The feed back test will utilize a 5-gas analyzer (the smog machine can be used for this test) and propane. The smog technician will introduce propane to the intake system and ensure the oxygen sensor is sensing the propane as an increase in CO (carbon monoxide), and ordering the emissions computer to decrease fuel delivery the instant propane is added to air intake stream. This test should be done after the engine has sufficiently warmed up and while it is running at idle. If no change in fuel delivery is seen there is feedback problem. The diagnose then should turn to which part of the feedback system is not working right.

Using a multimeter voltmeter the smog repair mechanic should observe the voltage output of the oxygen sensor as propane is added. The voltage coming from the oxygen sensor should increase. If no voltage increase is seen the O2 sensor is not working. The sensor should be replaced and the test started over. If voltage increase is noticed the smog technician needs to ensure voltage increase is also present at the computer input terminal. If voltage is present at the terminal as well next the technician must ensure the emissions computer output to the fuel injectors are lowering "injector pulse rates". At the end of the fuel system feedback test it will be know whether the high emissions your vehicle is producing is an electronic or mechanical fault. The technician can then further diagnose the failure.

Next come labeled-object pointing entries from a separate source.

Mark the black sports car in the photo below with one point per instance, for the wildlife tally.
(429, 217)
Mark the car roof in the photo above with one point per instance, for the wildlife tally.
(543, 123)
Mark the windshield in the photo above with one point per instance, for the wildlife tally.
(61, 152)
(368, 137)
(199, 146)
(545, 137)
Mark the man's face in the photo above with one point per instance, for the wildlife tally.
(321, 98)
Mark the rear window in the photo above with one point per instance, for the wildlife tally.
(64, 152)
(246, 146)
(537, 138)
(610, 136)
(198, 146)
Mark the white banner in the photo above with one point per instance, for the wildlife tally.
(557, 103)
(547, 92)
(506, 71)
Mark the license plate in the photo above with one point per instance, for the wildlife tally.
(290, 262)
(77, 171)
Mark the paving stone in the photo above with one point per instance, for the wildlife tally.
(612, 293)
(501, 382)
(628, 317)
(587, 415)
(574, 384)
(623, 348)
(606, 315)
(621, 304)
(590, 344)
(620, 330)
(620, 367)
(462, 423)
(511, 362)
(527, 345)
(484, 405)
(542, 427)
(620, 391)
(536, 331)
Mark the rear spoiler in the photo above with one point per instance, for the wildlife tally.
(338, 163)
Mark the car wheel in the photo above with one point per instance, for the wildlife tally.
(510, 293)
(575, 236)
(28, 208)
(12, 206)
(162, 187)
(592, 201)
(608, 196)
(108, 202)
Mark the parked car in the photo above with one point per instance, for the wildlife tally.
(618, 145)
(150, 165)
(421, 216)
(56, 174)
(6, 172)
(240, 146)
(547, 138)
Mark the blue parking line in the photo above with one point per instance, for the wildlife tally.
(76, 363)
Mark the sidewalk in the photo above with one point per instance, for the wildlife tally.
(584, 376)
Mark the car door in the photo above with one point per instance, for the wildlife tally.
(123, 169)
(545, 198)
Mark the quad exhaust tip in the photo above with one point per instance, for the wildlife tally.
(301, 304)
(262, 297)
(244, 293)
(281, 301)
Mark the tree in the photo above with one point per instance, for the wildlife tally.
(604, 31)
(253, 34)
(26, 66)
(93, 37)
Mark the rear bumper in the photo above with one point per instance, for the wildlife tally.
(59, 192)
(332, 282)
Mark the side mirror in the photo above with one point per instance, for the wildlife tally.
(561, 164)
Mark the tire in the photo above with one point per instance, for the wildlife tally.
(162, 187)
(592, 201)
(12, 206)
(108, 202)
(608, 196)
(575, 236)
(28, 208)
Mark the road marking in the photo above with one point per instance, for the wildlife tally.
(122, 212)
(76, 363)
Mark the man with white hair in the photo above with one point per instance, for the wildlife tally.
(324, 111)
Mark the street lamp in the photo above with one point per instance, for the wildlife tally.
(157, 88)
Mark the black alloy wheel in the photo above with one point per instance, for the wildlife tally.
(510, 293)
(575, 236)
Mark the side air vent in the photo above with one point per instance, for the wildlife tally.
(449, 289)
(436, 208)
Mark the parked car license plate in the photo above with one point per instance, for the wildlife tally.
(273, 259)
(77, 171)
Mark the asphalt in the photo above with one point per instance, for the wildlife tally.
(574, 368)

The additional sensors which should be inspected for proper operation (and which also play a significant role in determining air/fuel ratio) are the Engine Coolant Temperature (ECT) sensor and the Mass Air Flow (MAF) sensor. If the coolant temperature sensor is not operating properly (not sending the correct voltage signal to the Engine Control Module) the ECM will not be able to properly calculate how much fuel to deliver to the combustion chambers. When the engine is cold the ECM is programmed to deliver a richer fuel mixture (more fuel). As the engine warms up, the ECM will lean out the mixture. Ensuring the ECT is sending the correct voltage to the ECM is important for correct air/fuel ratio (optimum is 14:7). The MAF sensor measures the amount of intake manifold vacuum. This sensor must send accurate information to the ECM as well, in order for the ECM to calculate exactly how much fuel to add to the air entering the combustion chambers.